Skip to content

Data storage — where Matyan data lives

Matyan does not use a local repo directory or embedded databases (e.g. RocksDB/SQLite). All data is stored server-side.

Storage layout

  • FoundationDB — Primary store for run metadata, params, sequence metadata, and time-series points (metrics, etc.). Keys are structured with tuples and subspaces (see Architecture). Indexes (Tier 1: experiment, tag, archived, created_at, etc.; Tier 2: scalar hyperparameters) are also in FDB and updated on write.
  • S3 (or S3-compatible) — Large blobs: images, audio, artifacts. Clients upload via presigned URLs from the frontier; workers record blob references in FDB.

There is no “repo directory” on the client. The client sends data to the frontier (WebSocket + presigned S3) and talks to the backend (REST) for metadata and queries.

How data is written and read

Writes go from client → frontier (WebSocket or presigned S3) → Kafka → ingestion workers → FDB (and S3 for blobs). Control operations (e.g. delete run) go through the backend to FDB and emit Kafka events for control workers (e.g. S3 cleanup). Reads go from UI or client → backend REST API → FDB (and S3 for blobs). See Architecture for the full data flow and component roles.

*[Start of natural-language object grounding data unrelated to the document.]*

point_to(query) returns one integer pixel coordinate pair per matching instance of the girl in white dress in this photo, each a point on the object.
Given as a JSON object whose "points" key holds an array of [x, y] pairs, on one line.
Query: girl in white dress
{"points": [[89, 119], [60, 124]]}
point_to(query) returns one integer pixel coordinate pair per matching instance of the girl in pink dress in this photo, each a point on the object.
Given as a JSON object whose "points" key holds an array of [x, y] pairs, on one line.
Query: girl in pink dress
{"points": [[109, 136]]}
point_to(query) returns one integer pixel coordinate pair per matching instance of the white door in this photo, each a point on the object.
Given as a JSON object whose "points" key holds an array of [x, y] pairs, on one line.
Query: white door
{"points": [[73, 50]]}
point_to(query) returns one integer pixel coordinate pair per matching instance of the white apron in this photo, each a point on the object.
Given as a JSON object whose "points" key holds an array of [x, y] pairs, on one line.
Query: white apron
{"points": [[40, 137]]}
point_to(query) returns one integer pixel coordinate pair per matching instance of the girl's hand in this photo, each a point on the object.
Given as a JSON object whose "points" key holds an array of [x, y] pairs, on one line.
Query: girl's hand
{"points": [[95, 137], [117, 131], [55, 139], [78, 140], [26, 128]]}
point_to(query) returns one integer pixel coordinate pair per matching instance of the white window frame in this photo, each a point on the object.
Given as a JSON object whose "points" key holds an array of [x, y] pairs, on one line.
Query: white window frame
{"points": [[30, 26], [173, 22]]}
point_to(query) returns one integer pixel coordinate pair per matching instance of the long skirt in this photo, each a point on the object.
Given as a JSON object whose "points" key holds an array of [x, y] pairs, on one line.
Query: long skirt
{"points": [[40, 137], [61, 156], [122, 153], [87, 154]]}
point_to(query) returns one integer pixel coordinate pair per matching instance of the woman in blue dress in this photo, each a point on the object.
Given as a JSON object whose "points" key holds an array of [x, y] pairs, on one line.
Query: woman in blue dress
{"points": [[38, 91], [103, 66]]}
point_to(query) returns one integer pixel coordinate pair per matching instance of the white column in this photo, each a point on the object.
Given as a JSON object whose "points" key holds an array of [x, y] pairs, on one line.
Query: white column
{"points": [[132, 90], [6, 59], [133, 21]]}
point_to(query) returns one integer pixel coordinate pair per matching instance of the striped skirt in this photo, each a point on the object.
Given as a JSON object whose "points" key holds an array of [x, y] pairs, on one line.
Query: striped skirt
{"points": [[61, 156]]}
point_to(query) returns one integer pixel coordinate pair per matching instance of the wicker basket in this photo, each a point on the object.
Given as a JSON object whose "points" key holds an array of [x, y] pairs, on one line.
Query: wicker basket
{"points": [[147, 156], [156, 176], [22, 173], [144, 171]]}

When a run is deleted, a tombstone is written in FDB so that late-arriving ingestion messages do not recreate the run, and periodic jobs can clean up orphan S3 objects. See Tombstones for the full lifecycle.

Indexes and queries

MatyanQL run queries are executed by the backend. Predicates on experiment, tag, archived, active, created_at, and scalar hyperparameters can use FDB indexes (Tier 1 and Tier 2) for faster search; the rest is filtered in memory. See Search and MatyanQL.